Most marketers have an event calendar sitting proudly on their desktop. It’s a timely reminder to schedule social media posts, design themed web graphics and maybe even write a blog or two about a related topic. And it gets engagement, because consumers are used to being marketed to in this way.
But where does place marketing fit into this? Should a strategy that impacts communities extend to temporary themed events designed to jump on the latest trends?
Yes – if developed effectively, and with the community (in addition to sales or brand awareness) at its heart.
Place marketing’s role in placemaking
Placemaking typically solves a problem for the community. Place marketing, however, aims to sell a solution – ultimately encouraging people to engage with a brand, or spend/use a product or service. Though place marketing also helps to create a great place to live, work or visit, the end goal is a little more commercial.
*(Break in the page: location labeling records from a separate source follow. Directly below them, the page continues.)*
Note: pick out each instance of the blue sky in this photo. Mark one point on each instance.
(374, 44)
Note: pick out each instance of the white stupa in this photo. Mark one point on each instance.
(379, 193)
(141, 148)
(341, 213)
When it comes to seasonal place marketing the objective is to promote a brand (even if it’s a place brand), and using annual trends forms the campaign’s foundation.
Temporary structures are particularly effective. Not long ago Trinity Leeds installed a giant animatronic T-Rex at the centre of the shopping centre, applying various seasonal features such as an extra-large flat cap to celebrate Yorkshire Day.
Manchester’s Monster Invasion has also been extremely popular with tourists. With different monsters clambering rooftops across the city, the feature gives regular city-dwellers and locals a chance to explore with fresh eyes and also attracts families and fun-seekers who want to see something different. It’s not as impressive as the Liverpool Giants, but it did link in wonderfully with Halloween.
Using seasonal events as part of a wider campaign strategy
Seasonal marketing campaigns use a particular time of year to engage with loyal and new customers. Campaign examples such as an Easter giveaway or a summer-themed office launch (complete with ice cold cocktails) can be executed online or offline.
Temporary or regular events can be a great addition to these seasonal marketing campaigns. Whether wrapped up as part of an overall campaign theme, or run separately on their own, events such as wreath making classes or branded pop-up events helps bring people together. There is a slight element of placemaking to this also – as it encourages a community to celebrate being part of something greater and inspires them to connect with the place.
Think about everything from high-profile music festivals right through to community Bonfire Night firework displays. Note how many people the event attracts. Event success may vary according to the season so it’s important to consider these environmental factors and follow an appropriate events calendar.
The lesson place marketers can learn is to develop events that fundamentally compliment the place and its values, whilst adapting them to fit the seasons. If there’s a large skateboard community why not try to install a temporary snowboarding space? This is likely to be more effective than trying to shoehorn an active community into another space, such as arts and crafts.
REI’s #OptOutside campaign is notable – by encouraging people to boycott Black Friday, the outdoor clothes retailer proved genuinely loyal to its target consumers who preferred to head outside rather than battle the sales. By adding an extra element of place marketing, such as organising outdoor events for customers to participate in, this campaign could grow even further.
Seasonal marketing can contribute to the success of a place
One or two seasonal events will not create a successful place. Yes, it may help generate temporary footfall. Yes, a few events may seem like a big commitment that deserves great reward. But will it help transform local perceptions and boost the economy and community spirit? Not long-term.
A thorough place marketing strategy, complete with a full events calendar, relies on responding to the needs of its community. A Halloween-themed sculpture is likely to cause a stir, but will simmer down again quickly. However, involving local community craft groups and creating a themed parade could be much more effective.
All marketers, particularly place marketing specialists, need to recognise the true impact of creating meaningful change – and how to individually implement this change through effective marketing.